I've never worked with Cat6A cable, but the individual shielding, foils, etc make sense if you want to achieve the bandwidth, apart from the standard requiring them. Even then, unless the whole channel is tightly within spec you won't achieve 10gig for an entire segment.
The only current 10 gig application actually in production as far as I know, is remote storage, specifically in a SAN (storage area network) implementation. The fastest hard drive controllers in your off-the-shelf server or pc currently top out at around 6 gig/sec transfer speed. A proper 10gig installation, after accounting for the protocol overheads, would be able to come close, but instead of forcing the location of hard drives inside or near the computer, you can have the (centralized) storage up to 300+ feet away without repeaters. In other words it can be located inside the "glass house" i.e. the data center, guarded by the computer gods.
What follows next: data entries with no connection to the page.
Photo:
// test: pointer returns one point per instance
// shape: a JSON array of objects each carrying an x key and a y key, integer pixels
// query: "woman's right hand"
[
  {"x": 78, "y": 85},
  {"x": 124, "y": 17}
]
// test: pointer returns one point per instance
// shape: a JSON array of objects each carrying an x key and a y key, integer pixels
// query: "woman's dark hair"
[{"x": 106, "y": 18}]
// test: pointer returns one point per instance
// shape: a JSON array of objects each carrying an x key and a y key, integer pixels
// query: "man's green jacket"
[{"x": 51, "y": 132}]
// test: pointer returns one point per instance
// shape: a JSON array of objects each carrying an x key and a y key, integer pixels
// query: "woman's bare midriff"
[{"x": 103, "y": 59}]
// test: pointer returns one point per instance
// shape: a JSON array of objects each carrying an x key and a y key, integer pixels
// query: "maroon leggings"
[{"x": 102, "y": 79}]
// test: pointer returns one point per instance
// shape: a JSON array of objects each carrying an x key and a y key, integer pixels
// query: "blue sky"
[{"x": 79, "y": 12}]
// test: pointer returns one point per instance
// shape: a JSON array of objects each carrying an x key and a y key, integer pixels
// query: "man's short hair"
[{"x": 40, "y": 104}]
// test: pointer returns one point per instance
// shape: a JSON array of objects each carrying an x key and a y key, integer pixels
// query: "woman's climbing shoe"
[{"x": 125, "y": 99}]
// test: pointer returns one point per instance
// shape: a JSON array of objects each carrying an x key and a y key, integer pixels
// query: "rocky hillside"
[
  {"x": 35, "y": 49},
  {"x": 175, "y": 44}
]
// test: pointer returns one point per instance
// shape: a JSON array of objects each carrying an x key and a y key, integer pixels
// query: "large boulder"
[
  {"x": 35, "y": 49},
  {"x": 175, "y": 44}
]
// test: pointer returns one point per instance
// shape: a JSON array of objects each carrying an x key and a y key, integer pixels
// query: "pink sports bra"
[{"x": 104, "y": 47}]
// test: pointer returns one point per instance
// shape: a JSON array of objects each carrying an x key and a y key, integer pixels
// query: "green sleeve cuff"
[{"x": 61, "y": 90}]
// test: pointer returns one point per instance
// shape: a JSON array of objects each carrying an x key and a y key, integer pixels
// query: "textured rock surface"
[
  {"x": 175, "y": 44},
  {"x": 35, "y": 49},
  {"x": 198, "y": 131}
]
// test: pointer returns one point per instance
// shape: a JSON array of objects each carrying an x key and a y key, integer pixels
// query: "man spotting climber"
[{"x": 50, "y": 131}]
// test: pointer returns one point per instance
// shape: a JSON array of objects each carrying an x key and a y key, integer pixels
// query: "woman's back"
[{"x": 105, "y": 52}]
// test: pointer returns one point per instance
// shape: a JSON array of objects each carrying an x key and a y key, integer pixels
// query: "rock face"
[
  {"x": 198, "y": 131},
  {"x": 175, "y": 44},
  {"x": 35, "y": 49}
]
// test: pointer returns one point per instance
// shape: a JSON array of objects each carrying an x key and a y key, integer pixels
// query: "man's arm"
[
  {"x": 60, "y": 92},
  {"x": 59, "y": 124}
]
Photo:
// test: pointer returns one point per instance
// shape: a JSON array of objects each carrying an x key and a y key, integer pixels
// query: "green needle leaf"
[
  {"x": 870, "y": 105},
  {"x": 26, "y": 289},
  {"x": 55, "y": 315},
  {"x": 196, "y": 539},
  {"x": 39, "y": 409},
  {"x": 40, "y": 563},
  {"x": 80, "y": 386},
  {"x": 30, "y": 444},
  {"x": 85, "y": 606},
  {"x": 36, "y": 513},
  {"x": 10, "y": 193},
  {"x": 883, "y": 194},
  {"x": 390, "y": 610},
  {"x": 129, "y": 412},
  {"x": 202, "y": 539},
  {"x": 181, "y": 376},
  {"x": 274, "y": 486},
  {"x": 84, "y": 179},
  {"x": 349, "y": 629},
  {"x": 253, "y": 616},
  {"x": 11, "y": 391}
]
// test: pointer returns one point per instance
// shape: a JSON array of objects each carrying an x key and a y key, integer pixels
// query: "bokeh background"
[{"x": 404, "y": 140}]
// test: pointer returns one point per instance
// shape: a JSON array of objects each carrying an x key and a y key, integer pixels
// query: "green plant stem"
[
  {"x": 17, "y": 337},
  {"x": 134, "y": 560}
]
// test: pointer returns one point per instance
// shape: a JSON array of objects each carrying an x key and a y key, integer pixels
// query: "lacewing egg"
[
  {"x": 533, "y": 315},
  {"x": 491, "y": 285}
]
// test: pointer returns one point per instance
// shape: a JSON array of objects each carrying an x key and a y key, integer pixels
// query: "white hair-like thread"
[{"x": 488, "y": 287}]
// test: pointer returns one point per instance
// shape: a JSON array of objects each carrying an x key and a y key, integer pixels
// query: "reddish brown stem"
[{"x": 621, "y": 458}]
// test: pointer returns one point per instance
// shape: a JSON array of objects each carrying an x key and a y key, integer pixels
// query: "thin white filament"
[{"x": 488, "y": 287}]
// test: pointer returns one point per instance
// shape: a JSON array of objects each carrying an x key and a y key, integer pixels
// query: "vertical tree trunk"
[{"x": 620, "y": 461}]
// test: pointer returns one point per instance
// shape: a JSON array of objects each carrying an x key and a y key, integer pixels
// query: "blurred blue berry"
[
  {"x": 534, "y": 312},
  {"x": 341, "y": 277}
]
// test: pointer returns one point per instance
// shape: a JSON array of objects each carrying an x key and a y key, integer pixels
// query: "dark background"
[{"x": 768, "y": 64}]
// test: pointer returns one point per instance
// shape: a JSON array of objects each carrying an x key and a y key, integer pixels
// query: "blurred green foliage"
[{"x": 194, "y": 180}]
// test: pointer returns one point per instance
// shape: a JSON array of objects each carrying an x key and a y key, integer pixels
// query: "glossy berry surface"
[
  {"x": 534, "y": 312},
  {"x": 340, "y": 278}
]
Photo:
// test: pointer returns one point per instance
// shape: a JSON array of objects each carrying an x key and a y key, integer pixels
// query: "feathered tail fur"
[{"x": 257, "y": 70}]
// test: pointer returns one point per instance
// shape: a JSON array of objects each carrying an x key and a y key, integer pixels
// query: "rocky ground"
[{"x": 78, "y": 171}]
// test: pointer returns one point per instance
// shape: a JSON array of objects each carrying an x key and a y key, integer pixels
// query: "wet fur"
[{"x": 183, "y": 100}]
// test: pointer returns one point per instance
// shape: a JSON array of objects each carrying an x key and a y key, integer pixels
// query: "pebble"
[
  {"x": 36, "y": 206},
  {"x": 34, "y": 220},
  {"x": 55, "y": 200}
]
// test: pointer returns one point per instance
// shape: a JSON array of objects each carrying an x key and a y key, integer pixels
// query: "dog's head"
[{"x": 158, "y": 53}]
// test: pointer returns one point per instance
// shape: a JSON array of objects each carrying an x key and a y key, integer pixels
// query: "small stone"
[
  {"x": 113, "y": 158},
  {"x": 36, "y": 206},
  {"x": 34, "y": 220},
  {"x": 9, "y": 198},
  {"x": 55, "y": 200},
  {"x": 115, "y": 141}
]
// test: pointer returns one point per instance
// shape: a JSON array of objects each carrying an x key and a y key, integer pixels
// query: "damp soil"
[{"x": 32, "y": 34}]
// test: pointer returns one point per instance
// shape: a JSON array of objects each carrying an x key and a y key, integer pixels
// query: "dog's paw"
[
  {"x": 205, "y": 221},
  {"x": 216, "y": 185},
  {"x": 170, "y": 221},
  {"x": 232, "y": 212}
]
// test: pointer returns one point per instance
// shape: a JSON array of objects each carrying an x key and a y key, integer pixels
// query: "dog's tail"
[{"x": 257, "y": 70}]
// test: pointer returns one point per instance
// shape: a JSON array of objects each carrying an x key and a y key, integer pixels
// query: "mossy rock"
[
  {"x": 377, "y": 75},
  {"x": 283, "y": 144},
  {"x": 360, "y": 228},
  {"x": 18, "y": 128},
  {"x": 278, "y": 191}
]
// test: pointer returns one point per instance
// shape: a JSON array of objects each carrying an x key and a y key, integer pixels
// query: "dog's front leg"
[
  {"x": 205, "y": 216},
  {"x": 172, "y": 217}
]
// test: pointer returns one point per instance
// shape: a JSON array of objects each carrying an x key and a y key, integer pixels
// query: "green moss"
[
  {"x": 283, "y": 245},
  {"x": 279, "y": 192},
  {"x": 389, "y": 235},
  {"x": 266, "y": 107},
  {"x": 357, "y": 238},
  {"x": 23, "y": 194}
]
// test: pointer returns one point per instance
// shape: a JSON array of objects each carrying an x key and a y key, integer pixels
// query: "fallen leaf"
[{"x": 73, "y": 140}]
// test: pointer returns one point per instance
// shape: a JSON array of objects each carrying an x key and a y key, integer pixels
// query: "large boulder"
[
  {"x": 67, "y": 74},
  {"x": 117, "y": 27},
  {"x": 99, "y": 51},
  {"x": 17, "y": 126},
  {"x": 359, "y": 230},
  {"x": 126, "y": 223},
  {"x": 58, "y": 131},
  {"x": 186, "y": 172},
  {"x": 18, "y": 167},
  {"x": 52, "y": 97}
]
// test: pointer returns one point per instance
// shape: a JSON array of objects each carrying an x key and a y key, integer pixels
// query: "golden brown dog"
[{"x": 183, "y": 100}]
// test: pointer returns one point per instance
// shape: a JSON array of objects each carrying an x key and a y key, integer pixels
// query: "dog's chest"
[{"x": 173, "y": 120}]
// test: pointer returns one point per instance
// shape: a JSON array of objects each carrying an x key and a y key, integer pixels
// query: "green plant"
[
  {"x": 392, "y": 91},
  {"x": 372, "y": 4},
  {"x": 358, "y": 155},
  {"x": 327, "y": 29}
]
Another contractor in a job I'm currently involved in is doing just that, installing a SAN with literally hundreds of hard disks tied together and connected through 10 gig switches to a server farm. I constantly pop in to watch, it's fascinating stuff (well to me anyway).
Hospitals obviously are good candidates. They move massive amounts of imaging data. Other than that, HDTV to the desktop and Virtual Reality have been mentioned as applications, but apart from remote storage, this is still a technology in search of an application.